Centocor also sought a ruling that any infringement was not willful, arguing Abbott could not show Centocor was objectively reckless due to plausible defenses regarding written-description and enablement. To establish willful infringement, Abbott must demonstrate by clear and convincing evidence both objective recklessness in Centocor's conduct and subjective awareness of the risk of infringing a valid patent. The court highlighted that a ruling of willful infringement permits the awarding of enhanced damages under 35 U.S.C. § 284. Consequently, Centocor's motion for summary judgment on both enablement and willful infringement was denied.
Courts have determined that the objective prong of willfulness is not met when alleged infringers present reasonable defenses against infringement claims, such as challenges related to written description or enablement. Relevant cases include Spine Solutions, Inc. v. Medtronic Sofamor Danek USA, Inc. and DePuy Spine, Inc. v. Medtronic Sofamor Danek, where reasonable reliance on legal counsel's advice is recognized as a valid defense. Some courts have granted summary judgment to find no willful infringement, while others have postponed such determinations until more evidence is available at trial, as demonstrated in cases like Uniloc USA, Inc. v. Microsoft Corp. and Honeywell Int’l Inc. v. Universal Avionics Systems Corp.

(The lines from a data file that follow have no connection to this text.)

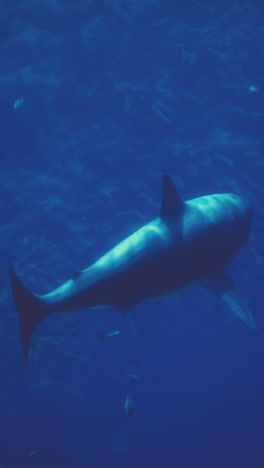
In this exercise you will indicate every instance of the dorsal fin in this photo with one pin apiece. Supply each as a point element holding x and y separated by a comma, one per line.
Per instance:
<point>172,202</point>
<point>76,274</point>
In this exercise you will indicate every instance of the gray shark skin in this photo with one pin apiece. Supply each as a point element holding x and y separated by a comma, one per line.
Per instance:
<point>190,242</point>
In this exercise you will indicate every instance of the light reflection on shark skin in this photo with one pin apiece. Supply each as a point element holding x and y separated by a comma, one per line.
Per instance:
<point>189,243</point>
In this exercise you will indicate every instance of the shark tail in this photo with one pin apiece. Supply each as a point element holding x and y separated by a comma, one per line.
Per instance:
<point>30,307</point>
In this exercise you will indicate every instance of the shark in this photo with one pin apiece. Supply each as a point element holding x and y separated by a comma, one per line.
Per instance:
<point>189,243</point>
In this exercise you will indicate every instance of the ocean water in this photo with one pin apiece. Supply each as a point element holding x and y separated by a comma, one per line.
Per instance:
<point>98,99</point>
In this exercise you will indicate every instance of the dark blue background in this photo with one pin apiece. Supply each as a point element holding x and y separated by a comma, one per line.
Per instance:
<point>117,92</point>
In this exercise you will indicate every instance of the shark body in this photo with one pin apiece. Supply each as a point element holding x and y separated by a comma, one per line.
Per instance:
<point>190,242</point>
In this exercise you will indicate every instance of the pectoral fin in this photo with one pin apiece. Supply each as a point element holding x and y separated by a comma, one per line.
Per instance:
<point>223,286</point>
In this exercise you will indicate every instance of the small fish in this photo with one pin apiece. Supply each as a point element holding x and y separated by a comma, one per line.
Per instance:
<point>111,334</point>
<point>129,407</point>
<point>134,377</point>
<point>19,103</point>
<point>33,452</point>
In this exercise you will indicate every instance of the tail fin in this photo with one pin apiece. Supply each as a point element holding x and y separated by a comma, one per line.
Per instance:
<point>30,309</point>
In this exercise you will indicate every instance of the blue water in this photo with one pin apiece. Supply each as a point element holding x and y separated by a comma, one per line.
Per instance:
<point>116,93</point>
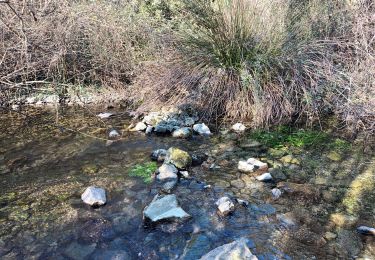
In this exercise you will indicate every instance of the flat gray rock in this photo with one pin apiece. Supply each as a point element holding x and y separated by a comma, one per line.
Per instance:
<point>225,205</point>
<point>235,250</point>
<point>264,177</point>
<point>164,207</point>
<point>94,196</point>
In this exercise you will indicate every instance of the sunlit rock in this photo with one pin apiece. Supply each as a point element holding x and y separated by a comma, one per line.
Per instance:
<point>287,220</point>
<point>246,167</point>
<point>239,127</point>
<point>183,132</point>
<point>149,130</point>
<point>264,177</point>
<point>153,118</point>
<point>225,205</point>
<point>164,207</point>
<point>159,155</point>
<point>258,164</point>
<point>276,193</point>
<point>366,230</point>
<point>140,126</point>
<point>289,159</point>
<point>202,129</point>
<point>94,196</point>
<point>113,134</point>
<point>251,165</point>
<point>235,250</point>
<point>178,157</point>
<point>104,115</point>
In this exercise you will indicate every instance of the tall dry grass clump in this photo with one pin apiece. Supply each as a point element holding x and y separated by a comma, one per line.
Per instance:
<point>263,61</point>
<point>71,42</point>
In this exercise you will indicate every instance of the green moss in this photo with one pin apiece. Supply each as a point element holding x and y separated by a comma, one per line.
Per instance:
<point>298,138</point>
<point>144,171</point>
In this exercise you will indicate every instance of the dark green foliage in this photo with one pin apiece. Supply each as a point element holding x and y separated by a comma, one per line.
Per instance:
<point>144,171</point>
<point>301,138</point>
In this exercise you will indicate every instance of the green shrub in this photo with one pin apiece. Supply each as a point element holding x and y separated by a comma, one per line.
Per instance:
<point>247,60</point>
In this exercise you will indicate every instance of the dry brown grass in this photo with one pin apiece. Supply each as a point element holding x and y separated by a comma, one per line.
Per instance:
<point>294,70</point>
<point>77,42</point>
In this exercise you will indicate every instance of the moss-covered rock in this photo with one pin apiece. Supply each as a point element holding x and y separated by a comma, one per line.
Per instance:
<point>290,159</point>
<point>334,156</point>
<point>178,157</point>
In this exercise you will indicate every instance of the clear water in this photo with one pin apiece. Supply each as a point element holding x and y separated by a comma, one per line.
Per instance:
<point>48,158</point>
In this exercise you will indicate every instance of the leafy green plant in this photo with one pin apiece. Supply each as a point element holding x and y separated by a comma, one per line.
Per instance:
<point>144,171</point>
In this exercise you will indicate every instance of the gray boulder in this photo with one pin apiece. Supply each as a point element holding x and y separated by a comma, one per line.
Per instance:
<point>164,207</point>
<point>235,250</point>
<point>94,196</point>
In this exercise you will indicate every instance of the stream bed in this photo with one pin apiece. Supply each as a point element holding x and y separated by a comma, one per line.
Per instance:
<point>48,157</point>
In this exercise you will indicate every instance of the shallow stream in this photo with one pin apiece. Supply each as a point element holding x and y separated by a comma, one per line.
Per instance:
<point>48,157</point>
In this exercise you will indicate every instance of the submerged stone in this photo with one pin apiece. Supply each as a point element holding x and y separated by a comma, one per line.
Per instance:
<point>264,177</point>
<point>159,155</point>
<point>149,130</point>
<point>366,230</point>
<point>239,127</point>
<point>94,196</point>
<point>225,205</point>
<point>289,159</point>
<point>202,129</point>
<point>334,156</point>
<point>77,251</point>
<point>178,157</point>
<point>152,118</point>
<point>243,166</point>
<point>140,126</point>
<point>276,193</point>
<point>164,207</point>
<point>104,115</point>
<point>235,250</point>
<point>183,132</point>
<point>198,158</point>
<point>251,165</point>
<point>112,255</point>
<point>113,134</point>
<point>258,164</point>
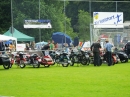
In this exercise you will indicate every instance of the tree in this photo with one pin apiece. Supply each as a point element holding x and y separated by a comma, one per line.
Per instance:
<point>83,25</point>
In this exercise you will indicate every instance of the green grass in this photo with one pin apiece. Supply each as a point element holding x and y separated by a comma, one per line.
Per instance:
<point>58,81</point>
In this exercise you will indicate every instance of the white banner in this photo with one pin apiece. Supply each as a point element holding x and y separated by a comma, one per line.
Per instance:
<point>21,47</point>
<point>108,19</point>
<point>37,24</point>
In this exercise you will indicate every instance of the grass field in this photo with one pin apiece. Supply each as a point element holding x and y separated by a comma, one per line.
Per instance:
<point>58,81</point>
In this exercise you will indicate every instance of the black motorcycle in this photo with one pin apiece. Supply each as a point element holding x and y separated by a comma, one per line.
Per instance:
<point>62,58</point>
<point>79,57</point>
<point>122,56</point>
<point>5,61</point>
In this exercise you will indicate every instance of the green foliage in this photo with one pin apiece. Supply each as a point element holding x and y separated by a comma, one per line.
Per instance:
<point>83,25</point>
<point>68,20</point>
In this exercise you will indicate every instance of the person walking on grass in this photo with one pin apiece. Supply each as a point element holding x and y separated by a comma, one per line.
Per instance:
<point>108,50</point>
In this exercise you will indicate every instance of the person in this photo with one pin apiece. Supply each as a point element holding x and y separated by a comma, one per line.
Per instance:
<point>52,46</point>
<point>95,47</point>
<point>27,46</point>
<point>108,50</point>
<point>45,49</point>
<point>127,48</point>
<point>11,47</point>
<point>32,45</point>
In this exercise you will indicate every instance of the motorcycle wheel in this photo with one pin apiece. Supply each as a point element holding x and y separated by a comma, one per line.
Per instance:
<point>36,64</point>
<point>46,65</point>
<point>72,61</point>
<point>65,64</point>
<point>6,65</point>
<point>84,61</point>
<point>11,65</point>
<point>22,64</point>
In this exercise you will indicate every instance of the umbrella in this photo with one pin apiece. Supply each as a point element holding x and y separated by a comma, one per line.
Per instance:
<point>59,37</point>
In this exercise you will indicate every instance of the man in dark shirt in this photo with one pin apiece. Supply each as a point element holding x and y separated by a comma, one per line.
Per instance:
<point>95,48</point>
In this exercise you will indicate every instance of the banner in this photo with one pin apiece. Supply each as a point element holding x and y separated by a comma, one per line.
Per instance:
<point>37,24</point>
<point>108,19</point>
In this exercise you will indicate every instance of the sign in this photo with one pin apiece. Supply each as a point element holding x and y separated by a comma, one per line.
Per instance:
<point>37,24</point>
<point>108,19</point>
<point>21,47</point>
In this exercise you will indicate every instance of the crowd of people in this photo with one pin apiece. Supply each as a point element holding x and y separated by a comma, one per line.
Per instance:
<point>96,47</point>
<point>7,46</point>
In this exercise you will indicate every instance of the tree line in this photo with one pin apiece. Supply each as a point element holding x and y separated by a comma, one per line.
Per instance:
<point>70,17</point>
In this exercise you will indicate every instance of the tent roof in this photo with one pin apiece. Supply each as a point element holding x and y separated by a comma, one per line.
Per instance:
<point>19,35</point>
<point>4,37</point>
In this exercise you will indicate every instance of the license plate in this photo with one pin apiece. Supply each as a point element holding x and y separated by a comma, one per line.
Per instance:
<point>87,56</point>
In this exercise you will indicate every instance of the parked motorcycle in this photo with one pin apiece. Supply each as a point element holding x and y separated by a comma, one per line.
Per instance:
<point>46,61</point>
<point>79,57</point>
<point>33,60</point>
<point>62,58</point>
<point>122,56</point>
<point>4,60</point>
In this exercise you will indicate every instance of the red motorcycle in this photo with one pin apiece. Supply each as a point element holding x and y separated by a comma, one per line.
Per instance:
<point>20,59</point>
<point>46,61</point>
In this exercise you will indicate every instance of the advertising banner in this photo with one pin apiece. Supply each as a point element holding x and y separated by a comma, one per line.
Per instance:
<point>108,19</point>
<point>37,23</point>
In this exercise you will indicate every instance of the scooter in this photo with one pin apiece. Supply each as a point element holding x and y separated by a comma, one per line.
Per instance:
<point>46,61</point>
<point>122,56</point>
<point>4,60</point>
<point>62,58</point>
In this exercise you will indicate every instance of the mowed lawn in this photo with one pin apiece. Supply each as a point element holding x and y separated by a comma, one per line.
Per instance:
<point>58,81</point>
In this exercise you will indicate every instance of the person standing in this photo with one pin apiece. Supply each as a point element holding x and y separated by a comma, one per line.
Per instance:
<point>127,48</point>
<point>108,49</point>
<point>52,46</point>
<point>95,47</point>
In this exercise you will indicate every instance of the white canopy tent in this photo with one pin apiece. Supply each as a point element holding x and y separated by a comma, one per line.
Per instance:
<point>3,37</point>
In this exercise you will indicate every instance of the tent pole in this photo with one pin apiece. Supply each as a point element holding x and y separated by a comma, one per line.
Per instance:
<point>11,20</point>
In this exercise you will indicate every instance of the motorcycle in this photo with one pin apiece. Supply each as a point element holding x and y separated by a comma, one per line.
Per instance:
<point>33,60</point>
<point>122,56</point>
<point>79,57</point>
<point>46,61</point>
<point>20,59</point>
<point>62,58</point>
<point>4,60</point>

Centocor's motion for summary judgment was based on claims of non-infringement due to alleged failures in meeting written-description and enablement requirements, which the Court denied due to existing disputed facts. The reasonableness of these defenses remains to be established. Additionally, when the objective prong involves factual or legal questions, judges retain the authority to assess the reasonableness of defenses, even if fact questions are sent to a jury.
In conclusion, the Court ruled as follows: 1. plaintiffs’ motion regarding prior art references is denied; 2. plaintiffs’ motions regarding the 4SE3 antibody and inventor listings are granted; and 3. defendant’s motions for summary judgment are denied. Abbott Laboratories has since rebranded as AbbVie Inc. Definitions for "IQ" and "Koff" related to antibody-antigen interactions are provided. Methotrexate, originally a chemotherapy drug, is now classified as a disease-modifying anti-rheumatic drug (DMARD).
Methotrexate is recognized as an effective treatment for rheumatoid arthritis, with physicians having the option to prescribe it alone or in combination with an anti-hTNFa antibody drug. The prescribing physician is responsible for determining the dosage and frequency of methotrexate administration. The relevant legal framework, Title 35, U.S.C. 102, has been amended since the start of the litigation, but the earlier version applies for this case. Abbott does not contest the classification of three patents as prior art, which are essential for evaluating the obviousness of the claimed invention: U.S. Patent No. 5,530,101 (Queen et al.), U.S. Patent No. 5,698,195 (Le et al.), and U.S. Patent No. 6,270,766 (Feldman et al.). The presence of a factual dispute regarding conception has led the Court to defer examination of Abbott's diligence in reducing the invention to practice. The Court clarified that the term "isolated human antibody" does not necessitate any specific production method, while "recombinant antibody" is defined as one that is prepared or isolated through recombinant techniques.